I will share salient points of the conversation.

"hello, ni cik nadia (bukan nama sebenar)ke?"

"saya"

--shim takes a deep long breath to read a 3 page script so fast I don't have any chance to interrupt in between--

"saya nadia juga, kelas kita nyah nama sama, cantik nama you, yelah mesti cantik ikut orang dia jugak kan, macam kita jugak *giggle manja-manja*, nadia call ni nak bagi tahu cik nadia tentang pelan insurans terbaru dari ING yang ---long script insurance jargon, rubbish, 36 critical illness, will pay in addition to any active life insurance coverage that one has bla bla.. basically yang terbaekk ----"

"tapi i dah ada insurance coverage dah and i also have the 36 critical illness, hopitalisation and all that crap"

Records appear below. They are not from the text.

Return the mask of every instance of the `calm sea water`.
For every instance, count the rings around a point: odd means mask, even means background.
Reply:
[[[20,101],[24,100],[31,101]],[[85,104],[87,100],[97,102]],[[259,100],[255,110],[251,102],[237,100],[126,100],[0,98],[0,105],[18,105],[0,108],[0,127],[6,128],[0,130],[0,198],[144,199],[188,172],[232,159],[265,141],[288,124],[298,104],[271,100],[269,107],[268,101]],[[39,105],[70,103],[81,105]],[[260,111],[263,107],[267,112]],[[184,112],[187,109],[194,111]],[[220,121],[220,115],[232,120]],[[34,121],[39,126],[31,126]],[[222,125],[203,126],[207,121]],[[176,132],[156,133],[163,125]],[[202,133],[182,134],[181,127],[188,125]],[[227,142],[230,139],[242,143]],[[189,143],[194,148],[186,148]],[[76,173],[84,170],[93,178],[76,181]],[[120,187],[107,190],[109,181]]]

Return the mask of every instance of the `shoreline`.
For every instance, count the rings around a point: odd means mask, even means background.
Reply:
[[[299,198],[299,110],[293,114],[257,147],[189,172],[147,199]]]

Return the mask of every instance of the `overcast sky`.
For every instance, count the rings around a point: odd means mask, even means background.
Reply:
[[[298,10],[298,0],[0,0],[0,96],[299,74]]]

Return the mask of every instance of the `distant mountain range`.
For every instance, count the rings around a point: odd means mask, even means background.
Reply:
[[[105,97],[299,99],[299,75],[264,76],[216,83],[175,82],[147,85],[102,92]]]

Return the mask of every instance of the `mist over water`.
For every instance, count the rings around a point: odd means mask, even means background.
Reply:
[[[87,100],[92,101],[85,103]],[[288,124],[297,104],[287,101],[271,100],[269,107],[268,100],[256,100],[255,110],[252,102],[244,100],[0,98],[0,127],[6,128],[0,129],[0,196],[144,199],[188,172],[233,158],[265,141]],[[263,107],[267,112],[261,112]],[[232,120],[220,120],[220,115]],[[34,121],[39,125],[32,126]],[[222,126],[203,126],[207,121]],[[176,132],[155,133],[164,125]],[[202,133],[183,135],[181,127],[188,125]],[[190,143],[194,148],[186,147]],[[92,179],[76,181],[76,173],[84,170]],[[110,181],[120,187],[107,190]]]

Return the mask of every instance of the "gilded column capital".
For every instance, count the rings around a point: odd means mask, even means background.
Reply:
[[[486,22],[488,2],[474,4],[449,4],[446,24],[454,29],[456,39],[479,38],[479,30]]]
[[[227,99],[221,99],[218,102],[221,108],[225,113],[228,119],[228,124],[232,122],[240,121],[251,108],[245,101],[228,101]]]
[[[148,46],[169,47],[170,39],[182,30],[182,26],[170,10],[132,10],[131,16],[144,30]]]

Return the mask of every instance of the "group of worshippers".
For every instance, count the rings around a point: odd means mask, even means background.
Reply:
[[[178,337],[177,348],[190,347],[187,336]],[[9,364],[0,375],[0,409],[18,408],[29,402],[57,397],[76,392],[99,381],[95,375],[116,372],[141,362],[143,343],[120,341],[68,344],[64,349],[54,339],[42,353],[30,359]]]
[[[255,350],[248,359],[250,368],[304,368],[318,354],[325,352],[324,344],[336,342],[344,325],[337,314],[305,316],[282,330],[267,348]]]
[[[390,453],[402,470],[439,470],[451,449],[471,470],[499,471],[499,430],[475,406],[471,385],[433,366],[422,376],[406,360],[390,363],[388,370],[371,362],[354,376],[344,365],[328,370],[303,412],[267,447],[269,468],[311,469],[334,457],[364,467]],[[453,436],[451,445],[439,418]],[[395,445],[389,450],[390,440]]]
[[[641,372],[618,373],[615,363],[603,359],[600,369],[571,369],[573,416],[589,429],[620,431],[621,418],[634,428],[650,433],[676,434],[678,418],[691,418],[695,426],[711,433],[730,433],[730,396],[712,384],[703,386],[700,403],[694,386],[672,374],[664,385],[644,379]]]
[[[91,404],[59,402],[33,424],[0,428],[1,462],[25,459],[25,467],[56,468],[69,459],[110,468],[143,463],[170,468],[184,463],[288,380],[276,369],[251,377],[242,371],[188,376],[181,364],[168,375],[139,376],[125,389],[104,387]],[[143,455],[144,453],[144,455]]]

"isshhh cik nadia ni tak dengar ke apa nadia cakap tadi? kan nadia dah kata dah yang ni will pay in addition to the one that you currently have, you tak rugi kalau you beli ni sebab ni ada cash advance and no other insurance coverage will pay in advance"

"berapa banyak insurance lah i nak kena beli ni"

"cik nadia, cik nadia tak sayang ke kat diri sendiri, ni ada cash advance taww, hospital bills kan mahal sekarang ni, take it as ni extra cash, cik nadia boleh claim from your other policy and at the same time, extra cash ni boleh lah pergi guna untuk shopping ke, travelling ke untuk cari mat susly kat overseas, kalau nadia, nadia kosser dengan jejanz melayu taww, cik nadia suka tak mat susly?"

"skerr"

"haa, lagilah cik nadia kena beli insurance ni, mana nak carikkk extra cash yang oii. nadia sker lah borak ngan cik nadia ni, office you kat ne?"

"kat (x marks the spot)"

"eh yekerr, kira kita ni jiran lah kan? ee boleh jumpa for lunch nanti, yelah kalau cik nadia sudi"

"eh, mak ok jer tapi kan, boleh tak i nak tengok insurance policy tu dulu kat website you so i boleh buat decision nak beli ke tak (excuses, no intention at all. takut say no sebenarnya)"

"laaa, penat nadia explain panjang2 tadi, cik nadia tak faham kerr?"

"faham tapi benda cam ni nak lah kena pikir masak2 dulu"

"ok la ok la, cik nadia pikir dulu and esok same time nadia call balik ok??"

The next day shim called and I signed up because I didn't know how to say no. My plan is when I receive the policy, I have a 14 days grace period to cancel. I just got the policy yesterday so it's time to do the necessary. Much easier to sort things out this way. Sans drama.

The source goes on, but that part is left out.